Veinte minutos más tarde, Hollis estaba sentado en una furgoneta de reparto junto a Winston Abosa, un rollizo nigeriano de voz potente y trato agradable. Hollis miró por la ventanilla mientras atravesaban Londres. Había viajado por México y otros países de América Latina, pero era la primera vez que estaba en Europa. En las carreteras inglesas había muchas rotondas y pasos de cebra. La mayoría de las casas de ladrillo contaban con un pequeño jardín trasero. Por todas partes había cámaras de vigilancia enfocadas a las matrículas de los vehículos que circulaban.
El nuevo paisaje le recordó un fragmento del libro de Sparrow,
El camino de la espada.
Según el Arlequín japonés, un guerrero contaba con gran ventaja si conocía el terreno o la ciudad que iba a convertirse en su campo de batalla. Luchar inesperadamente en un lugar desconocido era como despertarte una mañana y ver que esa no es la habitación en la que te habías acostado.
—¿Conoce a Vicki? —le preguntó Hollis.
—Pues claro. —Winston conducía con cuidado, con ambas manos en el volante—. Conozco a todos sus amigos.
—¿Están en Inglaterra? No han contestado a ninguno de mis correos electrónicos.
—La señorita Fraser, la señorita Maya y la niña están en Irlanda. El señor Gabriel está... —Winston vaciló—. El señor Gabriel está en Londres.
—¿Qué pasó? ¿Cómo es que ya no están juntos?
—Yo solo soy un empleado, señor. El señor Linden y la señora me pagan bien, y yo procuro no hacer preguntas sobre lo que deciden.
—¿A quién se refiere? ¿Quién es la señora?
Winston aparcó la furgoneta cerca de Regent's Canal y condujo a Hollis por una serie de callejas hasta las abarrotadas arcadas del mercado de Camden.
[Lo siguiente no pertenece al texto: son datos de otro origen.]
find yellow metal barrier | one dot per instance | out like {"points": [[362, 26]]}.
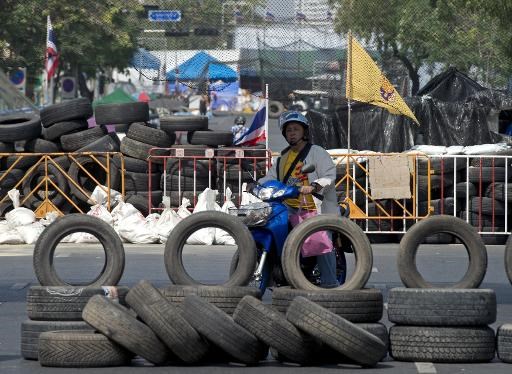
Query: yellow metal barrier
{"points": [[45, 183]]}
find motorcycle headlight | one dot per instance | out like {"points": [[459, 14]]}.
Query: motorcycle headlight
{"points": [[265, 193], [278, 194]]}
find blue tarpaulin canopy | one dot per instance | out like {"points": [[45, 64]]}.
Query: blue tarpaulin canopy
{"points": [[143, 60], [202, 66]]}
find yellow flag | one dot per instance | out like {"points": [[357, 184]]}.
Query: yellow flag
{"points": [[366, 83]]}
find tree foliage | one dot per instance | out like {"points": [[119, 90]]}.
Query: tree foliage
{"points": [[466, 34]]}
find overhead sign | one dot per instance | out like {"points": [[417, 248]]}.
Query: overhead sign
{"points": [[164, 15]]}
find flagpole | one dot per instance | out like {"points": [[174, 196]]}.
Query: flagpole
{"points": [[266, 116], [349, 82]]}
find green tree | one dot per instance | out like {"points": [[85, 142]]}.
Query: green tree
{"points": [[91, 35], [419, 33]]}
Avanzando en zigzag para evitar las cámaras de vigilancia llegaron a la entrada de las catacumbas, bajo la vía elevada del tren. Una mujer mayor con el pelo teñido de color rosa estaba sentada bajo un cartel que anunciaba sus servicios como echadora de cartas. Al pasar, Winston le dejó en la bandeja un billete de diez libras. Cuando la mujer se inclinó para cogerlo, Hollis vio que ocultaba en la mano un pequeño aparato de radio. Aquella anciana era la primera línea de defensa contra los visitantes indeseados.
Caminaron por el túnel y entraron en la tienda llena de instrumentos de percusión y de estatuas africanas. Winston apartó una bandera que colgaba de la pared y abrió una puerta de acero que daba a un apartamento oculto.
—Diga al señor Linden que estoy en la tienda —pidió Winston—. En cuanto a usted, si necesita algo, hágamelo saber.
Hollis se encontró en un vestíbulo que daba a cuatro habitaciones. En la primera no había nadie, pero encontró a Linden sentado en la cocina, tomando café y leyendo el periódico. Hollis hizo una rápida evaluación del Arlequín francés. Algunos de los gigantones contra los que había luchado en Brasil eran bestias deseosas de utilizar sus puños contra oponentes inferiores. Linden pesaba al menos ciento veinte kilos, pero no había bravuconería en su porte. Era un tipo tranquilo cuyos ojos parecían no perder detalle.
—Buenos días, monsieur Hollis. Supongo que todo ha ido bien en el aeropuerto.
Hollis se encogió de hombros.
—Me costó un poco encontrar la salida de los empleados. Después de eso, fue fácil. Winston me esperaba en la furgoneta en la calle.